Local medical helicopter base discontinued in eastern Alabama


PELL CITY, Ala. (WIAT) — First Responders in Alabama are worried about the critical care of their patients. 

This comes after the company, Air Methods, announced they will stop servicing their base in Rainbow City. 

For fire departments in the eastern part of Alabama, they are concerned about how this will affect their calls.  

“In an event of a catastrophic injury, our primary goal is to get the patient from the scene of an accident to the hospital in the golden hour, 60 minutes,” Captain Joshua Vincent with Lincoln Fire Department said. 

Now fire officials are worried that the goal isn’t going to be met because their primary helicopter is no longer running.  

Pell City Fire department officials said they already had an issue for Wednesday morning.   

“We needed a helicopter this morning and it was going to take them close to an hour to get to us. Sylacauga would be our next closest and they were already on a flight so they couldn’t come so we were going to have to wait on the one in Auburn,” Blake Harbison, a firefighter, and paramedic for Pell City Fire Department said. 

Air Method released a statement saying, “Air Methods, the leading air medical services provider, today (Wednesday) announced it will no longer maintain its Alabama Life Saver 2 base in Rainbow City, Alabama.

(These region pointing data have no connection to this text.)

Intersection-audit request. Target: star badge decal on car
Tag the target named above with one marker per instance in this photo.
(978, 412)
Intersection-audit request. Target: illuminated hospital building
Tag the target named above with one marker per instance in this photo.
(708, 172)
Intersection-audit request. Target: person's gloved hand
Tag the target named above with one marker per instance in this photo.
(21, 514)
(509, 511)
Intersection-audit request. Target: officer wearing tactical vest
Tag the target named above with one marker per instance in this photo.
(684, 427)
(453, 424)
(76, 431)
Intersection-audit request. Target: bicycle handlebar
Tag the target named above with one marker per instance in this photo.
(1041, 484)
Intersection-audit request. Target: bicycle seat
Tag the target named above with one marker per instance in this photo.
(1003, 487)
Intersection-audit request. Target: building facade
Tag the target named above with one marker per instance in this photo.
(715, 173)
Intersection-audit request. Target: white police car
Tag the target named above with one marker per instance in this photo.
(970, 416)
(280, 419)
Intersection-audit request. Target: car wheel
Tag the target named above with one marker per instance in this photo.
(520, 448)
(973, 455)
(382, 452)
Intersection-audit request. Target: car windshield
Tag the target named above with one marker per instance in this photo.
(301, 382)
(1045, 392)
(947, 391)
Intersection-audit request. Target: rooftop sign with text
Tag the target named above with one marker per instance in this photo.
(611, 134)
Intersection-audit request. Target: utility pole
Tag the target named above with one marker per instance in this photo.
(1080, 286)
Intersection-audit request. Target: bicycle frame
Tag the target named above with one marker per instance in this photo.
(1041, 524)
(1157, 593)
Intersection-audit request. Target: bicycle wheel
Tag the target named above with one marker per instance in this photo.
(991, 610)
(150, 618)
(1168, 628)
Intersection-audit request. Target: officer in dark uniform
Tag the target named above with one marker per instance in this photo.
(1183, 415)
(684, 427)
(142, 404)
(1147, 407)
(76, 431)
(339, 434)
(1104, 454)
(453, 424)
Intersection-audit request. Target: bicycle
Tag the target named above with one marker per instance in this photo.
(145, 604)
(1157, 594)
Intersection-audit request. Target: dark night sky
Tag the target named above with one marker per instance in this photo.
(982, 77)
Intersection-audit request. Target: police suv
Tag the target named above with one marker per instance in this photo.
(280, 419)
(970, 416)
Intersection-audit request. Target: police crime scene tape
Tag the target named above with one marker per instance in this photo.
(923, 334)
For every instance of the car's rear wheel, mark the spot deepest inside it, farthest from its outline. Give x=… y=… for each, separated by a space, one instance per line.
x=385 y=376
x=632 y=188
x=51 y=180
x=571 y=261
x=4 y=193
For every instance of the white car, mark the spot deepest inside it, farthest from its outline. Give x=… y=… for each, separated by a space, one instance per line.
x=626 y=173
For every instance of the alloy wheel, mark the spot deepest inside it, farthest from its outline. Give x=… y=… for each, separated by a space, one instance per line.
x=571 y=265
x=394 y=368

The move comes after a thorough review and analysis of the area.”

The company continued in their statement saying, “During the transition period, Air Methods is working with all employees on opportunities for other positions within Air Methods or their next career steps. In addition, Air Methods will ensure that the service area will be covered by other air medical aircraft in the area, including the local Life Saver 3 in Cusseta, Alabama and Life Saver 4 in Sylacauga, Alabama. The dispatch center will not experience any interruption in service. The same dispatch number 800-292-8133 will continue to be used for emergency air medical services request and the dispatch center will coordinate the request.”

Local firefighters say that doesn’t help their problem.  

“The chances of that one helicopter being on call is greatly increased and the fear is not having a helicopter available when truly needed,” said Captain Vincent.  

“If we need that service and we’re having to wait, there’s no point in having that service or there’s no point in waiting for that service and just do the best we can and that could extend their treatment time,” said Harbison.  

Vincent said they are trying to make arrangements to get another provider.